El encargado se encogió de hombros.
– Después de hospital, aquí hay la dispensario de metadona, pocos meses. Ponen todo en los sótanos, unos camas, unos ropas, no sé qué sea. Es malo aquí para mi asma, moho, muy malo moho. Las colchones de los camas son mohosos, moho malo en los camas. No puedo respirar aquí. Los escaleras, malos para mi pierna. Yo enseñaría, pero…
Starling hubiera preferido bajar acompañada, incluso por él, pero sólo serviría para entorpecerla.
– No. Usted haga lo suyo. ¿Dónde está su garita?
– A final del manzana, donde el viejo oficina de carnets conducir.
– Si no he vuelto dentro de una hora…
El hombre se miró el reloj.
– Yo acabo media hora. «Ésta sí que es buena…»
– Lo que va a hacer usted, señor, es esperarse en su garita a que le devuelva sus llaves. Si no he vuelto dentro de una hora, llame al número que hay en esta tarjeta y acompáñeles aquí. Si no está cuando salga, si ha cerrado el chiringuito y se ha marchado a casa, iré personalmente a ver a su supervisor por la mañana para informarle. Además haré que el Servicio Interno de Rentas investigue sus ingresos, y que estudien su situación en la Oficina de Inmigración y… y de Naturalización. ¿Me ha entendido? Conteste.
– Pensaba esperarlo. No falta decirme esos cosas.
– Bueno. Así me gusta -respondió Starling.
El encargado aferró la barandilla con sus manazas para ayudarse a alcanzar el nivel de la acera, y Starling oyó arrastrarse sus pasos desiguales, cada vez más lejanos. Empujó la puerta y se encontró en un descansillo de la escalera de incendios. Las ventanas del hueco de la escalera, altas y con barrotes, dejaban entrar la luz gris. Dudó si echar un candado por la parte interior de la puerta, pero acabó optando por hacer un nudo a la cadena de la puerta, por si perdía la llave.
Las veces que Starling había acudido al manicomio para entrevistarse con el doctor Lecter había entrado por la puerta principal. Ahora necesitó unos instantes para orientarse.

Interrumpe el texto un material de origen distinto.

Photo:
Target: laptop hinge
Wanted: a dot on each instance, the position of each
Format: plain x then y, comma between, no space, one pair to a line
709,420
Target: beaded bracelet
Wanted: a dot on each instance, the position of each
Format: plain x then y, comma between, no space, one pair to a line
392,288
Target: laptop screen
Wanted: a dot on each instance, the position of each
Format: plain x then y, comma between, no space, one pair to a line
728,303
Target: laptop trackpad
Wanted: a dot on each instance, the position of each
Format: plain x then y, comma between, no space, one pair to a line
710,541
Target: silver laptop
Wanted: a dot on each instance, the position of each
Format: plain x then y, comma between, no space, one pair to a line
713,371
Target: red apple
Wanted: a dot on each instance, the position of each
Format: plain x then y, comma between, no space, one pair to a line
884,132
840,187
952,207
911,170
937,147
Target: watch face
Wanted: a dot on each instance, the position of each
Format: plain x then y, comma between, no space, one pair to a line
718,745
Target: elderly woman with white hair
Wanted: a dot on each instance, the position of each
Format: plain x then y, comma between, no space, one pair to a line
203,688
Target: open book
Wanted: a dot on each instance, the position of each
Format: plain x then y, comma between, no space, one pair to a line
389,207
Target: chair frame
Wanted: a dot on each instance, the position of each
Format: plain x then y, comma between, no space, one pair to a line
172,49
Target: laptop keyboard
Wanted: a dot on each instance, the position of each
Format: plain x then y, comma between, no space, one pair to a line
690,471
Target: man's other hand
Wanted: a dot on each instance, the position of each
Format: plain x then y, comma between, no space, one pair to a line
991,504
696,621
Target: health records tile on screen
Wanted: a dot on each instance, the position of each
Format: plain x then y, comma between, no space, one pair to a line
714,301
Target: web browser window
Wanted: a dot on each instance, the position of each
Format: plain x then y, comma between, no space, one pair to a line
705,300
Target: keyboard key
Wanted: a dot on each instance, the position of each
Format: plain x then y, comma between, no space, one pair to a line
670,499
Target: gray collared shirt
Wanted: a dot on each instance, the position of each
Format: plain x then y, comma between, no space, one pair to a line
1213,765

Ascendió por la escalera de incendios hasta la planta baja. Las ventanas de cristal esmerilado apenas dejaban entrar la luz mortecina del exterior y el vestíbulo estaba en penumbra. Starling encendió la potente linterna y dio con un interruptor, que encendió las luces del techo, tres bombillas aún útiles en un plafón roto. Los extremos cortados de los cables telefónicos colgaban del mostrador de recepción.
Vándalos provistos de aerosoles de pintura habían llegado al interior del edificio. Un falo de tres metros con sus testículos decoraba la pared de la recepción, acompañado de la siguiente leyenda: «LA MADRE DE FARON ME LA MENEA».
La puerta del despacho del director estaba abierta. Starling se quedó en el umbral. Allí se había presentado para cumplir su primera misión con el FBI, cuando aún era cadete, cuando aún se lo creía todo, que si una era capaz de hacer el trabajo, de demostrar su valía, sería aceptada, sin que importara su raza, credo, color, origen nacional o si era o no era «uno de los chicos». De todo aquello no le quedaba más que un solo artículo de fe. Seguía creyendo que era capaz de hacer el trabajo.